I’ve made lemon curd a few times. I absolutely love lemon curd. This was a little stressful. I was using the whole eggs - yolks for the curd and whites for the buttercream. This seemed like a perfect system, but the execution was not great. I have separated eggs so many times with just my hands, and it has never gone this poorly. It’s very important that no fat (yolk) is in the buttercream in the initial stages, which led me to err on the side of letting some whites in the yolks if I was having trouble separating that last bit of yolk and white. A bit of egg white ended up scrambling in my lemon curd. Luckily a quick strain fixed that issue and the curd was smooth and very lemony.
The Frosting
The only frostings I have made is basic American buttercream and cream cheese frosting. Both are sweeter than I like, so I was looking for something different, and decided on Swiss Meringue Buttercream. Aside from wanting a less sweet frosting, I also used it as an opportunity to practice making meringue, which I had not previously done!
I read a few different recipes and they were quite similar, just slightly different quantities of sugar and eggs, so I decided to go with Sally’s version, with two small tweaks from Stella Parks’ recipe on Serious Eats. The two tweaks I took from Stella were: vanilla bean in addition to vanilla extract and toasted sugar instead of plain granulated sugar. (Toasted sugar is just granulated sugar that has been toasted in the oven. Stella recommends it as a way to tone down sweetness and add complexity to recipes that call for granulated sugar).
My biggest challenge was the egg whites and sugar never reached 160 degrees on the double boiler. Sally gives both the temperature and the cue of it being done when you can not feel individual granules of sugar. Since it wasn’t reaching the specified temperature but the sugar was fully dissolved, I moved on to the next stage.
Next up was beating the cooked sugar and egg whites. Mine beat up pretty quickly and I moved on to adding the butter. I will say that the end result was…fine. When I tried the frosting that night, I didn’t really like it, it still tasted pretty sweet to me and it didn’t have the complexity I was hoping it would from the toasted sugar and two formats of vanilla.
But, things got better and worse. Once the frosting had time to meld, I came to really like the flavor. I made the frosting on Thursday evening and pulled it out Saturday morning to come to room temperature. Sally’s instructions were to beat it to reconstitute it, which I did, but I don’t think I did it enough because it was a little it broken, although it still had good flavor and texture.
The Cake
Sally’s Lemon Blueberry Cake recipe uses butter instead of oil and was definitely denser than her other cakes that I have made. But it was incredibly moist and had great flavor. I would definitely use this recipe again.
The Final Result
This all came together great! My husband told me it was the best thing he has had that I have baked. You can see in the pictures how the frosting separated, but it still tasted great!


Another Cake!!
Literally in the middle of working on the lemon blueberry cake, my aunt texted to make plans to celebrate my little cousin’s fifth birthday. I offered to make the cake for the party and was told she really liked chocolate. Luckily, I have the same cake preferences, so I made a chocolate cake with chocolate frosting.
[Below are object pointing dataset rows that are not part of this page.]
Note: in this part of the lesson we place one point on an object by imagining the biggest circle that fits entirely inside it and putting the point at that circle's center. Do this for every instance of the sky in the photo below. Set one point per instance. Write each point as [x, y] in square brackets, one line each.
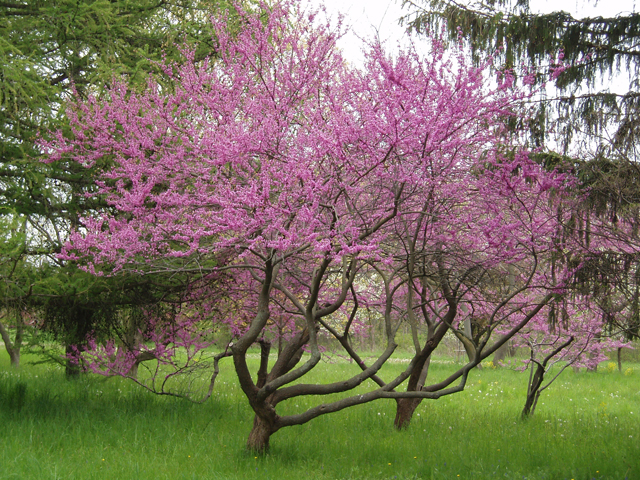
[368, 16]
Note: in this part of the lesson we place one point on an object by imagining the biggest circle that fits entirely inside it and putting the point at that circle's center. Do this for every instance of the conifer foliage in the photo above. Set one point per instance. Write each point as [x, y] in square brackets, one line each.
[298, 179]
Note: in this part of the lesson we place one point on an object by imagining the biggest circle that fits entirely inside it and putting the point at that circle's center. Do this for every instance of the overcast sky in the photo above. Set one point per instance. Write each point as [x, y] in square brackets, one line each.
[367, 16]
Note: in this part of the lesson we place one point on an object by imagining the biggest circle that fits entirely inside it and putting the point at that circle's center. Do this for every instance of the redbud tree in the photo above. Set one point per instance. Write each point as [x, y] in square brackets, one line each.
[315, 189]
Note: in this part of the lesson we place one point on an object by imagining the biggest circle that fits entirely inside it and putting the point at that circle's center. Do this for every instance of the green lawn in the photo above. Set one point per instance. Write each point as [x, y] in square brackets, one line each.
[587, 426]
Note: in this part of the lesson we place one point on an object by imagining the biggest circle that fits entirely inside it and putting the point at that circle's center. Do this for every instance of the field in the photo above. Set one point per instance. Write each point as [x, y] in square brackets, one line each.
[587, 427]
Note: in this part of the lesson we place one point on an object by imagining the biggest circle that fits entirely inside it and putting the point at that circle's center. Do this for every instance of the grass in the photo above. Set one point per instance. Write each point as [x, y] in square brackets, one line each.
[587, 426]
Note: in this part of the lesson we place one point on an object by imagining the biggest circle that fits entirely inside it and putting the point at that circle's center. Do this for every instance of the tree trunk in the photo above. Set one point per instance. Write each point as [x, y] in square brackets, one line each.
[13, 348]
[71, 368]
[619, 359]
[533, 392]
[258, 441]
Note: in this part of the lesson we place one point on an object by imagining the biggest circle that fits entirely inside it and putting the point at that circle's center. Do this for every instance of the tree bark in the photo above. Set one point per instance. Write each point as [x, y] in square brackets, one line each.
[13, 348]
[619, 359]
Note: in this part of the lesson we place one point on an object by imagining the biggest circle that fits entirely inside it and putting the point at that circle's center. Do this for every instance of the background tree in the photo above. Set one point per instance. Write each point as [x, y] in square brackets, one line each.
[588, 129]
[47, 50]
[303, 168]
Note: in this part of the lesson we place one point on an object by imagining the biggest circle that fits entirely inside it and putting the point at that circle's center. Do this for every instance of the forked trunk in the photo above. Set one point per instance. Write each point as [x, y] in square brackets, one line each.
[13, 348]
[404, 411]
[258, 441]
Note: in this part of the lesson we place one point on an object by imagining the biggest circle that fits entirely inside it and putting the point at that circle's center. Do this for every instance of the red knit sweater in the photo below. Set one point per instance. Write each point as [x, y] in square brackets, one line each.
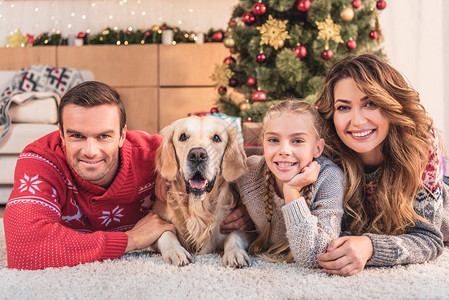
[54, 218]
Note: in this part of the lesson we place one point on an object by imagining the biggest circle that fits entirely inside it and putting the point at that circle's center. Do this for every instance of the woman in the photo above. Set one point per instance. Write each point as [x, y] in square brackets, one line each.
[383, 139]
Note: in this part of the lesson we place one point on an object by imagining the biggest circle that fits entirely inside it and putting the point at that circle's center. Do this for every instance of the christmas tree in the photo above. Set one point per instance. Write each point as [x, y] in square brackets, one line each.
[283, 48]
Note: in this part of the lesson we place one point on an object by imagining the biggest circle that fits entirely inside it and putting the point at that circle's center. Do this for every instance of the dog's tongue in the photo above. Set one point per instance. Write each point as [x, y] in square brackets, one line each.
[198, 184]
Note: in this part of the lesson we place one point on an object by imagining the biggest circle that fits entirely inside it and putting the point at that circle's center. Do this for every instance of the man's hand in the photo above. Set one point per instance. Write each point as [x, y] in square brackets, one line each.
[147, 231]
[238, 219]
[347, 255]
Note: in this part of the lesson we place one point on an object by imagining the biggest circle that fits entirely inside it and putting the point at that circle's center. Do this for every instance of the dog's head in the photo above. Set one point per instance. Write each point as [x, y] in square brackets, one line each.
[200, 150]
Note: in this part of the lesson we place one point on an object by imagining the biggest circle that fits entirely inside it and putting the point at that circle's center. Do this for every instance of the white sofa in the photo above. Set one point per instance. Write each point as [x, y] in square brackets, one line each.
[30, 121]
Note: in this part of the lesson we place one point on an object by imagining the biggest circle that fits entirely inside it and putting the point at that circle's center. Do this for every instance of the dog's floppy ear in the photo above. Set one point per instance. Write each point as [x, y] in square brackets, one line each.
[234, 159]
[166, 161]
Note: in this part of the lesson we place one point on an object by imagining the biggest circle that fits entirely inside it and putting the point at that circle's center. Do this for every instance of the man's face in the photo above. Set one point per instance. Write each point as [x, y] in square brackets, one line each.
[92, 140]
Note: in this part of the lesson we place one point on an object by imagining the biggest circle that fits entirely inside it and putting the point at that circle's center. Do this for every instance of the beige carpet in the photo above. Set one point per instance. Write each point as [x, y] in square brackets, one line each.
[146, 276]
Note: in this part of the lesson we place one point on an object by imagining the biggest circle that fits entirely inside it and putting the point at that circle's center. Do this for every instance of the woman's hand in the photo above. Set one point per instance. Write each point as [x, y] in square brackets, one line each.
[308, 175]
[347, 255]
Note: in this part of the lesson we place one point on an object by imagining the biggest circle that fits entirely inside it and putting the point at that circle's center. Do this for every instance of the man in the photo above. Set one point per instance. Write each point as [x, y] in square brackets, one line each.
[83, 194]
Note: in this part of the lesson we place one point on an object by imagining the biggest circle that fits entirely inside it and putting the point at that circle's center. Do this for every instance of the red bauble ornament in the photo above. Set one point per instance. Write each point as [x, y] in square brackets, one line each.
[251, 81]
[229, 60]
[261, 58]
[233, 82]
[259, 96]
[248, 18]
[217, 36]
[300, 51]
[356, 3]
[303, 5]
[259, 9]
[381, 4]
[351, 44]
[327, 54]
[374, 34]
[222, 90]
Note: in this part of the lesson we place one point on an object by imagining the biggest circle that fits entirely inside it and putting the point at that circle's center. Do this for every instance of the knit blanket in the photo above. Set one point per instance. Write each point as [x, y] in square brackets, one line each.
[144, 275]
[37, 78]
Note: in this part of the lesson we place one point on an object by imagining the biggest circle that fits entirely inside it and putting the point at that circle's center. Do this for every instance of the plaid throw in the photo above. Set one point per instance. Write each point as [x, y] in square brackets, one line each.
[37, 78]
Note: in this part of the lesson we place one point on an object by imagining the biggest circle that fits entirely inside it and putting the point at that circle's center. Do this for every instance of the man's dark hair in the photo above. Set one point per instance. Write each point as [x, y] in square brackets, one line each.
[90, 94]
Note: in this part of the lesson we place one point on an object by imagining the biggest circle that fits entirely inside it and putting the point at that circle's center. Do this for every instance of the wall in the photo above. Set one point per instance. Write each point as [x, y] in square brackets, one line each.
[416, 32]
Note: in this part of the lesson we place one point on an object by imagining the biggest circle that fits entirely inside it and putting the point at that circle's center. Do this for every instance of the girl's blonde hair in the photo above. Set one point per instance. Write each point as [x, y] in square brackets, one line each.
[281, 251]
[405, 149]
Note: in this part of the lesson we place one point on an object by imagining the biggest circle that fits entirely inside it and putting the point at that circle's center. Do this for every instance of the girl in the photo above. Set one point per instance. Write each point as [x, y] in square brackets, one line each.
[292, 191]
[382, 137]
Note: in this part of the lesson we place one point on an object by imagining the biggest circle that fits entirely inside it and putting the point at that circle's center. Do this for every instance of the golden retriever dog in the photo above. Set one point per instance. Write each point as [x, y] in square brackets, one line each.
[198, 158]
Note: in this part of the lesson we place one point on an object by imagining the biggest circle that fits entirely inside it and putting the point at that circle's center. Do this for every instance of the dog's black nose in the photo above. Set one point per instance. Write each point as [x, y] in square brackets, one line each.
[197, 155]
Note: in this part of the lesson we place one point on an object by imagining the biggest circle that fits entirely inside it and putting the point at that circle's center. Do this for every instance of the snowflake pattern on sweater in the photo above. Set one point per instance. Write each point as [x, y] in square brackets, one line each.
[54, 218]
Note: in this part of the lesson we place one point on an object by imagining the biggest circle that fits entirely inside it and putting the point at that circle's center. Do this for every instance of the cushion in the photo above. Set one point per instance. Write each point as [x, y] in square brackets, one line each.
[22, 134]
[36, 110]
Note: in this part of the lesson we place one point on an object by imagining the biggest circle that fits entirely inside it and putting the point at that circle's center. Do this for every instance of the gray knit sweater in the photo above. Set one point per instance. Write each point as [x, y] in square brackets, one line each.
[424, 241]
[309, 229]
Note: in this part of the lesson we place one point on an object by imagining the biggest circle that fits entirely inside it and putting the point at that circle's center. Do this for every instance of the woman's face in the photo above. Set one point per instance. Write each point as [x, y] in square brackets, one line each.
[360, 124]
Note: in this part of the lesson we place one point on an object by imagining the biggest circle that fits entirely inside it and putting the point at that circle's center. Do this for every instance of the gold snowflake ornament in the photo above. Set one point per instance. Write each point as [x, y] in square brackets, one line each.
[329, 31]
[221, 75]
[273, 32]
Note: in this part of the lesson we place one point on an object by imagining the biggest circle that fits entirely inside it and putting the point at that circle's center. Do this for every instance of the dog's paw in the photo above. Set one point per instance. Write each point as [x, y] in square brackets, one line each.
[177, 256]
[237, 258]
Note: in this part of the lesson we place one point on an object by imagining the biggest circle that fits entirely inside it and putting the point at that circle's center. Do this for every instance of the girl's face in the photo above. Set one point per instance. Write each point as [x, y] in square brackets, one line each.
[360, 124]
[290, 143]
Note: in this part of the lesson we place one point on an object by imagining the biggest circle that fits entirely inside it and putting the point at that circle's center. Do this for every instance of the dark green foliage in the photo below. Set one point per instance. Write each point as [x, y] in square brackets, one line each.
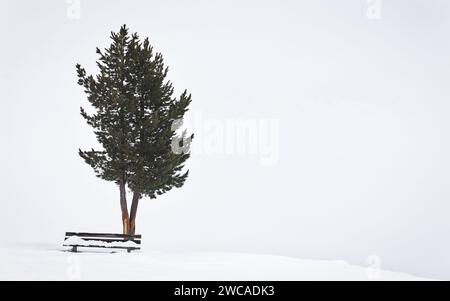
[134, 116]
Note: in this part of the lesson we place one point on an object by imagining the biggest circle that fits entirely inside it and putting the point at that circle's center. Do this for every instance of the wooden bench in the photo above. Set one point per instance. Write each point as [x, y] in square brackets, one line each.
[102, 240]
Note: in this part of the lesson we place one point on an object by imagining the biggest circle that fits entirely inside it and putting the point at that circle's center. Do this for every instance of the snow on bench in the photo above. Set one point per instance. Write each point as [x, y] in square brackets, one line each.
[102, 240]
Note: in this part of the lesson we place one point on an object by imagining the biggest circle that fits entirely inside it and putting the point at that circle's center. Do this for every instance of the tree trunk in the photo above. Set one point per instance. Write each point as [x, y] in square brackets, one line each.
[124, 207]
[133, 212]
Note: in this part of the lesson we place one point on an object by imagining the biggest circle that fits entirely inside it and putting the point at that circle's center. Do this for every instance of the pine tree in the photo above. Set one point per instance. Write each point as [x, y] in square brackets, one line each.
[136, 120]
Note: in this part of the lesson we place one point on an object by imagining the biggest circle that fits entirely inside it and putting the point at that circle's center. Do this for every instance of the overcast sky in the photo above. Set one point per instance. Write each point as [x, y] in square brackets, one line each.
[353, 102]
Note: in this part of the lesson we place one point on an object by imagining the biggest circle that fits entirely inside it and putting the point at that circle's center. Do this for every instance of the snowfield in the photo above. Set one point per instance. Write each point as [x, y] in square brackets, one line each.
[47, 262]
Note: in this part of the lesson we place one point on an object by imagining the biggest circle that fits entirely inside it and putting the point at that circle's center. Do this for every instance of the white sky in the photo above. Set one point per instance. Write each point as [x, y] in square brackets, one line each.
[364, 128]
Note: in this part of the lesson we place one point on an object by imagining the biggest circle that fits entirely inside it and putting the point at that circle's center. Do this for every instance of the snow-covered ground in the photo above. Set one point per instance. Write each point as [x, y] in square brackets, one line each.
[47, 262]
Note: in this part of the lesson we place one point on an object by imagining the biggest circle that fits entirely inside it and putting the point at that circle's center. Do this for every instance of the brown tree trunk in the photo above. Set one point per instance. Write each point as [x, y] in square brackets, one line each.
[133, 212]
[124, 207]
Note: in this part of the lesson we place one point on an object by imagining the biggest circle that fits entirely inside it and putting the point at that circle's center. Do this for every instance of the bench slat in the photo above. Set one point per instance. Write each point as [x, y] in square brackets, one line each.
[109, 235]
[106, 239]
[106, 247]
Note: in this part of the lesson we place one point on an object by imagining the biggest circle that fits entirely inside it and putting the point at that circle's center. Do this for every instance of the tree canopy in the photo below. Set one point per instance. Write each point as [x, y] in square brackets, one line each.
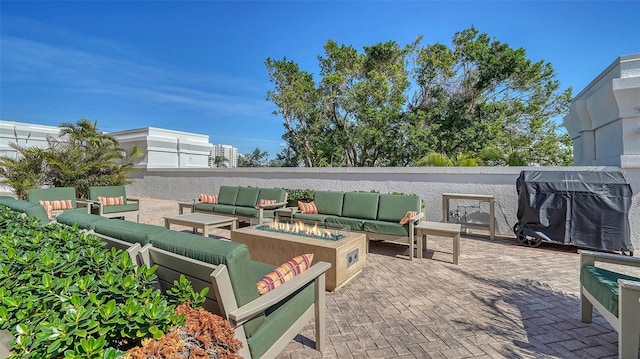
[81, 157]
[391, 105]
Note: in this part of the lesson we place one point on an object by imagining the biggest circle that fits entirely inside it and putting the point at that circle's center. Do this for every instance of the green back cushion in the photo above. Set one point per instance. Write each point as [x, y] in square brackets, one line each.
[52, 194]
[227, 195]
[392, 207]
[360, 205]
[278, 194]
[82, 218]
[128, 231]
[234, 255]
[247, 196]
[603, 285]
[329, 202]
[107, 191]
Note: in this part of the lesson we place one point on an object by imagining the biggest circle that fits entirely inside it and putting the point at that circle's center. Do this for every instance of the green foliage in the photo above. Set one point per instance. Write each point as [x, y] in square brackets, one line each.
[80, 158]
[389, 105]
[295, 195]
[63, 295]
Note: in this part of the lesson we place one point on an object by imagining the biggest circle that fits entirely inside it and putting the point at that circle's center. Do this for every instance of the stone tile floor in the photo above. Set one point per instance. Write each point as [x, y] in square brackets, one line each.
[502, 301]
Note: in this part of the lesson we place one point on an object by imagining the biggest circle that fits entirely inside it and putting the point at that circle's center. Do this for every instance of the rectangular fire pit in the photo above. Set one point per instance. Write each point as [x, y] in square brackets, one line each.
[347, 255]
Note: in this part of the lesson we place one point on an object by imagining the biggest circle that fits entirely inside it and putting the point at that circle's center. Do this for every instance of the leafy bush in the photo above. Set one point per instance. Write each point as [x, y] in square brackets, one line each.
[295, 195]
[63, 295]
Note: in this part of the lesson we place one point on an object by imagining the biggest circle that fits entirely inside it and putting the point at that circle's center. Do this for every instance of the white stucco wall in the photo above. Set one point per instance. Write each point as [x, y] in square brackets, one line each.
[427, 182]
[604, 118]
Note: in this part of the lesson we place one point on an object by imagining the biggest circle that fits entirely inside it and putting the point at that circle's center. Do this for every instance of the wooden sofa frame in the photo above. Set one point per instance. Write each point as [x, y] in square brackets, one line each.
[627, 323]
[221, 300]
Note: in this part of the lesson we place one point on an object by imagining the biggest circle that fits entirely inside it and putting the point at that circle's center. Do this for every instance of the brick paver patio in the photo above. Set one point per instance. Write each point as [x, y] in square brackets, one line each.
[502, 301]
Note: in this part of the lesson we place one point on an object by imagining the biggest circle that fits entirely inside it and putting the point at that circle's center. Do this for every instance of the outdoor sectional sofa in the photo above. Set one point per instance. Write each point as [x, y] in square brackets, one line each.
[264, 324]
[242, 202]
[377, 215]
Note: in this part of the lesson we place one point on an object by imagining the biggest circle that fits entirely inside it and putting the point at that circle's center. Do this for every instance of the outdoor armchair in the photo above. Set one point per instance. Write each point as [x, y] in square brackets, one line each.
[112, 202]
[615, 295]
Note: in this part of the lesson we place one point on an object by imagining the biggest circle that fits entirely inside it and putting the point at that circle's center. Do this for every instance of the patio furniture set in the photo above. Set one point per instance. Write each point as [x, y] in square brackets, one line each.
[266, 324]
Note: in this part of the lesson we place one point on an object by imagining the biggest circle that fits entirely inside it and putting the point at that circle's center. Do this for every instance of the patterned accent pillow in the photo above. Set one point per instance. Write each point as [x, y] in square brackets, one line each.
[407, 217]
[208, 198]
[308, 207]
[284, 272]
[266, 203]
[111, 201]
[58, 205]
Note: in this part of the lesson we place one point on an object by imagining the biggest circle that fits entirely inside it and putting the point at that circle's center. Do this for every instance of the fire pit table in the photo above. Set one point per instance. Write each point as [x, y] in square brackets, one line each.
[346, 251]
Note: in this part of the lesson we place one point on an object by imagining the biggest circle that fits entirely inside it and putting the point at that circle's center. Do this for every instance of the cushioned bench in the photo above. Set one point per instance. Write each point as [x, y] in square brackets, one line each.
[244, 202]
[265, 324]
[615, 295]
[377, 215]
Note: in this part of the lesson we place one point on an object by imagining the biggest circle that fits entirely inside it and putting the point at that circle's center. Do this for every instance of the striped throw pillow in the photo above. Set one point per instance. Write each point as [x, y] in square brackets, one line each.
[265, 203]
[407, 217]
[308, 207]
[284, 272]
[111, 201]
[57, 205]
[208, 198]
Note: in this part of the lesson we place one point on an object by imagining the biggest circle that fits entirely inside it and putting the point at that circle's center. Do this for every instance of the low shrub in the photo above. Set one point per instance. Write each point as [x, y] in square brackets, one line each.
[63, 295]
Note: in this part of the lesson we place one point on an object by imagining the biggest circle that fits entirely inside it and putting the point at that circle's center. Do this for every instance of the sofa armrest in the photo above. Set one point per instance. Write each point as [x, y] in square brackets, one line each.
[262, 303]
[590, 257]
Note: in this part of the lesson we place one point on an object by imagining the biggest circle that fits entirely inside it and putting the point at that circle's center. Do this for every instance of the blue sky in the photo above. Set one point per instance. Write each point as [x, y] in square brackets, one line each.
[198, 66]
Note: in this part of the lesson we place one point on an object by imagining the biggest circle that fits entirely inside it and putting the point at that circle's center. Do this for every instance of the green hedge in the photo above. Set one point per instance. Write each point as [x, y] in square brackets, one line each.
[63, 295]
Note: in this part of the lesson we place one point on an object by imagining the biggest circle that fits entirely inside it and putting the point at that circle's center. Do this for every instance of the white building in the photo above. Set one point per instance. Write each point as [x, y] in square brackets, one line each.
[227, 151]
[166, 148]
[162, 148]
[604, 119]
I described this to a friend as “tasting like a cake mix, but better.” I grew up with cake mix cakes, so that’s what I want in the birthday cakes I make and this one hit the mark. The frosting was ridiculously good. I highly recommend both recipes. I used leftover Swiss Meringue Butter cream to decorate the cake. Sally has instructions on how to fix broken Swiss Meringue Buttercream (basically you melt it down and rewhip it) which worked like a dream! The texture was smooth. Overall I am super happy with how it turned out.